If a grizzled RF engineer who bears the soldering-iron scars of a thousand projects could offer any advice, it would be that microwave antennas are not a field to be entered into lightly. Much heartache is to be saved by using an off-the-shelf design, and only the foolhardy venture willingly down the stripline into the underworld of complex microwave resonances.
But every would-be microwave designer has to start somewhere, and for [Adam Gulyas] that start came with a 2.4 GHz patch antenna. His write-up is a fascinating tale of the challenges and pitfalls of creating something which is deceptively simple at first sight but which becomes significantly more complex as he characterizes his design made real as a PCB.
The process started with a set of calculations to derive the patch dimensions and a bit of PCB work adding a stripline feed. This was produced on a PCB, a normal 1.6mm thick FR4 fiberglass board. When hooked up to a VNA its impedance was all wrong. Further, it had a resonance at the required frequency but also unexpected ones at 3.7 and 4.6 GHz. Simulation of the design also yielded a different resonance from the one calculated, and discussing it with others yielded the conclusion that the feed might be at fault. He ended up using an inset feed, with a co-axial cable emerging away from the edge of the patch, and was able to achieve a far better result.
We can all learn something from [Adam]’s write-up, and we salute him for staying the course to get the design to a usable point. It would be interesting to see the same antenna produced from a more consistent dielectric material than generic FR4. Meanwhile, if you are interested in microwave RF design, take a look at Michael Ossmann’s primer on the subject.
20 thoughts on “A Patch Antenna Is Just A Rectangle, It Should Be Easy To Design, Right?”
Remember kiddies, speed of light and dielectric constant may vary wildly between materials…. so when you jig up that perfect length of mini coax and use that length on your fibreglass PCB, el problemo is in the building.
Skin effect seem essential in lead-free solder joint at frequency about 1 Mhz.
So some type of solder alloys as well might be a problem.
Yes, Rekt Tangle.
microwave stuff is straight up magic.
Fr4 is not great beyond 1GHz out so. It gets lossy.
We use Fr4 up to 8GHz,without much problem. Have to be extra careful with connections and impedance matching, but with the right simulation tools and good quality manufacturing its possible
Indeed, although a patch antenna is a resonant structure with the high loss FR-4 in between. It will work, but the efficiency will degrade. Maybe an air-gap patch antenna will work better?
There are designs on FR-4 which go upto 10GHz without much loss. Only catch is antenna has not to be a patch antenna.
I’ll stick with bi-quads. never had any luck with patches.
i’ll stick with double bi-quads.
my favorite one I’ve built so far is a double biquad yagi.
I realize that I will be doing this later in the semester. I am both terrified and excited all at once. I might jump back to this for practical tips on how to succeed with patch antenna design.
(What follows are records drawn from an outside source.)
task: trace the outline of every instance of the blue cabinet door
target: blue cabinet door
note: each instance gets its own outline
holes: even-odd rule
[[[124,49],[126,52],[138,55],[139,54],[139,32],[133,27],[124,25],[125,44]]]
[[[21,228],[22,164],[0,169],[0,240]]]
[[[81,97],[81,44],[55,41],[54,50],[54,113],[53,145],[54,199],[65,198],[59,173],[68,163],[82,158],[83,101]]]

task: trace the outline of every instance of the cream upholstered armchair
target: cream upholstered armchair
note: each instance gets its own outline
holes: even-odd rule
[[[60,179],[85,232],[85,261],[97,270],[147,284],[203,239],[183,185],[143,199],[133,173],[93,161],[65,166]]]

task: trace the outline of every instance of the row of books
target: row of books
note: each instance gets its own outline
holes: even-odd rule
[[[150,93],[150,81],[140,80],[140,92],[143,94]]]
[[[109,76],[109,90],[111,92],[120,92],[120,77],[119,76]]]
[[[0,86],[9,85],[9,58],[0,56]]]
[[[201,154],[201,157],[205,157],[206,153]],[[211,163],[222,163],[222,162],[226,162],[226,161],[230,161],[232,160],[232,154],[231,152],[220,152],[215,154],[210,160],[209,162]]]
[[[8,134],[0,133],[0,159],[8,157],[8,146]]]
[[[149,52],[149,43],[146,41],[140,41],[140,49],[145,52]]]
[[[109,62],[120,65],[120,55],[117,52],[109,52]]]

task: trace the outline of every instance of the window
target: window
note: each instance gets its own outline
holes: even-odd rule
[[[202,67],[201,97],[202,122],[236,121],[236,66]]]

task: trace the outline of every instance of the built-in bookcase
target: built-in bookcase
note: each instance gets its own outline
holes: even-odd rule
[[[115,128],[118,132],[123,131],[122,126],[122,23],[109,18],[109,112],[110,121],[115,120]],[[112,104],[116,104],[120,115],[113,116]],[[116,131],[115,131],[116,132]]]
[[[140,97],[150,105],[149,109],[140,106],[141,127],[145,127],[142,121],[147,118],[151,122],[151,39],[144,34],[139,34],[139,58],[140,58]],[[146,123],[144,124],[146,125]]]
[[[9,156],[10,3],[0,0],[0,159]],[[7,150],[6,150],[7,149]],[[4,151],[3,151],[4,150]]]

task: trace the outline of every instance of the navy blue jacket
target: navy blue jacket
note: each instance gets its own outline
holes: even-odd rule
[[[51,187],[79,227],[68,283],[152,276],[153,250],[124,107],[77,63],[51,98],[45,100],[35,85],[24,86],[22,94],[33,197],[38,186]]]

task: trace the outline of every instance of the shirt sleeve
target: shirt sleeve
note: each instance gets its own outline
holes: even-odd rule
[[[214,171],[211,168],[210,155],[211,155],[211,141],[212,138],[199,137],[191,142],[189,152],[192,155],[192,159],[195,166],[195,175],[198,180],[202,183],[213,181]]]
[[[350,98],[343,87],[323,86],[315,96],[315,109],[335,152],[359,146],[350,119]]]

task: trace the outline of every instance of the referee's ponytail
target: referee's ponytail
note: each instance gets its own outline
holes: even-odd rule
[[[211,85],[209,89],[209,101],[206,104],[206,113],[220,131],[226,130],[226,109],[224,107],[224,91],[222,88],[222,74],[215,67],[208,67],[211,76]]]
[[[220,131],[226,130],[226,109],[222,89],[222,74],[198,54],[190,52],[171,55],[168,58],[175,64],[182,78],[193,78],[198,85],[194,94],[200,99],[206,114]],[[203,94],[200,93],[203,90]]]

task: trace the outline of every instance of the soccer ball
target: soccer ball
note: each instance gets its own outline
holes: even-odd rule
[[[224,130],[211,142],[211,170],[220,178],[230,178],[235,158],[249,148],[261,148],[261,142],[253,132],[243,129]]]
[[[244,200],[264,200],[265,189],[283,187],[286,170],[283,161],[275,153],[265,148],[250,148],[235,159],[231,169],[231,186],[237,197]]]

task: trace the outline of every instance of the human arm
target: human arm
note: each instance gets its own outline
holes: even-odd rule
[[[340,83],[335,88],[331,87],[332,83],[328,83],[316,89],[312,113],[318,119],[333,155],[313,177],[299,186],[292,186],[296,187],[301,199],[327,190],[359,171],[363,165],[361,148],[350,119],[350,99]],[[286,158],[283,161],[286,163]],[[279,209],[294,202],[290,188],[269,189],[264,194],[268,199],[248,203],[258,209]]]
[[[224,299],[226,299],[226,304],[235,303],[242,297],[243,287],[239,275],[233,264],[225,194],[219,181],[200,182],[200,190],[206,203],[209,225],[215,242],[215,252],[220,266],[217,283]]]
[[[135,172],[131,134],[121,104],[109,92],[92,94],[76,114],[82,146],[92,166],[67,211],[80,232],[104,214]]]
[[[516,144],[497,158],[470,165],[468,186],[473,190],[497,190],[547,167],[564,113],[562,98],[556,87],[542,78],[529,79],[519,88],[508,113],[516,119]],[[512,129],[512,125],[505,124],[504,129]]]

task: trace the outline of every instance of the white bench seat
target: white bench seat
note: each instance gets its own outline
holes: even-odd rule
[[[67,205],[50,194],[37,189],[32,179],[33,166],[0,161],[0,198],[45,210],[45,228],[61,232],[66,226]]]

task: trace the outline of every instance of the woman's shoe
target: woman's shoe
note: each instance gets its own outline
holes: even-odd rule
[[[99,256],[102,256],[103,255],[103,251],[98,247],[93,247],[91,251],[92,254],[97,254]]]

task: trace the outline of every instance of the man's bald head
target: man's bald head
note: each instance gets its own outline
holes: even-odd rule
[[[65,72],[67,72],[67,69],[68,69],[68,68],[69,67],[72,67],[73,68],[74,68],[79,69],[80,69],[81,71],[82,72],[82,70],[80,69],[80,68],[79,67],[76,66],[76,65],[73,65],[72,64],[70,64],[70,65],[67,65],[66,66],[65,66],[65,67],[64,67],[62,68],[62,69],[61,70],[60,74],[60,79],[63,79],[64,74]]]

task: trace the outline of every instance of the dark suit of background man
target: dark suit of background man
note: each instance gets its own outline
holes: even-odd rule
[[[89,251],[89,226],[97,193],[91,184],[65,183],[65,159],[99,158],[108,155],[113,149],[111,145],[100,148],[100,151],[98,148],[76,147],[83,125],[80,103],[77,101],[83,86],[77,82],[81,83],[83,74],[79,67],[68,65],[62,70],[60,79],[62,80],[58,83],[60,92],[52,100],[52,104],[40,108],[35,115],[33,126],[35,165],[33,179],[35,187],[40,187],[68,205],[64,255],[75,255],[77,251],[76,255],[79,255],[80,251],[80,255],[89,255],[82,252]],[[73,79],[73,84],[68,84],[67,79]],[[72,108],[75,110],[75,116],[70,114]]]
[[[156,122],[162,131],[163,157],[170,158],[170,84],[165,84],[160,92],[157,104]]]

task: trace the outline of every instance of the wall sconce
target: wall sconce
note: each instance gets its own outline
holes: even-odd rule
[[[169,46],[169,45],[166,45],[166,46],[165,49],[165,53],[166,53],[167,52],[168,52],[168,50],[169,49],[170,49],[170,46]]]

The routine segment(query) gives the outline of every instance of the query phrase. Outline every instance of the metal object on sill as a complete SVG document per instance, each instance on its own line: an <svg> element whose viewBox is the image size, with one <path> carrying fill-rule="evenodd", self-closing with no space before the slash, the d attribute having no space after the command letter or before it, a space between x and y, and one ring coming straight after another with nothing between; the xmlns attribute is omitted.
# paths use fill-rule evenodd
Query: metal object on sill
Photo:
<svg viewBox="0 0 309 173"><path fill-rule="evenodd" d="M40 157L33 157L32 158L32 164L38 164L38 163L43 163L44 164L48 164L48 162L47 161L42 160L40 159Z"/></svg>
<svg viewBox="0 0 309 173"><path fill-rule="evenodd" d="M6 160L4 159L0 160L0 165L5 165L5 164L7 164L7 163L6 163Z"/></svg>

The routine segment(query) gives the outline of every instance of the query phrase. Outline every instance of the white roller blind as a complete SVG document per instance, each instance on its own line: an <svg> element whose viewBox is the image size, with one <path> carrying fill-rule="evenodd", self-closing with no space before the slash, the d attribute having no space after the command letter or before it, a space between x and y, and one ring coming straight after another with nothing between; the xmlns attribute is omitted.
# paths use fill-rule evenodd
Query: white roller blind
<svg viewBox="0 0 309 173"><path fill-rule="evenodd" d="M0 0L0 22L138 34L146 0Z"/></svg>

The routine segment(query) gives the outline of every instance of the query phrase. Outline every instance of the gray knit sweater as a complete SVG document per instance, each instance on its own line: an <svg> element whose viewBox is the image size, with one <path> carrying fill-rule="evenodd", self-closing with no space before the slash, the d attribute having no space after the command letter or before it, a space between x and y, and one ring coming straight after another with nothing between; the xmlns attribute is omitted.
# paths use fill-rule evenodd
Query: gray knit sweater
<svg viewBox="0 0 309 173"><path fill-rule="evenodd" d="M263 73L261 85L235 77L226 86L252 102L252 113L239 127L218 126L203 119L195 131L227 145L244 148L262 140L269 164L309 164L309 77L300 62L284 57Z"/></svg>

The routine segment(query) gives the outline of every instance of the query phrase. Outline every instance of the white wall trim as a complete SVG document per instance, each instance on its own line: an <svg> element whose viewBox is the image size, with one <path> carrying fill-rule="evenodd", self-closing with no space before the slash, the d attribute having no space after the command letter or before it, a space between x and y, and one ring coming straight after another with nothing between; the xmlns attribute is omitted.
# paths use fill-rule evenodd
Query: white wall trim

If you only need to make one or two, I advice requesting a sample of a proper RF substrate from Rogers and using that – the dielectric will be much better controlled. I also recommend designing it for a slightly lower frequency and tuning it with a razor blade. By trimming off the edge, you will raise the resonant frequency.
Good tips to keep in mind! I haven’t gotten the lab assignment for the patch antenna yet, but this sound similar to tips my professor has given for our Yagi-Uda antennas and LPDA’s. For the Yagi, he suggested making the driven dipole slightly longer than needed and slowly shaving it down, while for the LPDA he suggested using nylon nuts to separate the two booms so we could play around with the spacing to get the best impedance match.
They use inverted F on a stamped pieces of metal for the antennae (2.4 and 5GHz) on my routers. That got around having to deal with the lossy FR4 dielectric.
The match at 2.4 GHz can be better. You I aim for better than -10 dB. By adjusting the probe position closer to center (or maybe closer to the edge) the impedance the probe is changed resulting in a better patch.
Never feed it in the center, the impedance is zero at the center of the patch. You have to feed it in between L/6 to L/4 where L is the length of the patch.
They are very much easy till you make simple patch antennas , once we enter dual and massive Patch array then there I can say it is all art.
The patch and substrate material are both fine. The problem is that the feed is at the edge where the impedance is high. What’s needed is a ‘pin feed’ near (but not at) the middle. Also, 1.6mm of FR4 is a bit thin and lossy – the patch could work better still if the board were made thicker, or separated from the ground plane with air (but of course then the patch size would have to be adjusted to account for the lower dielectric). It’s not magic. :)
All I know about resonant structure matching I learned from pushing kids on swings.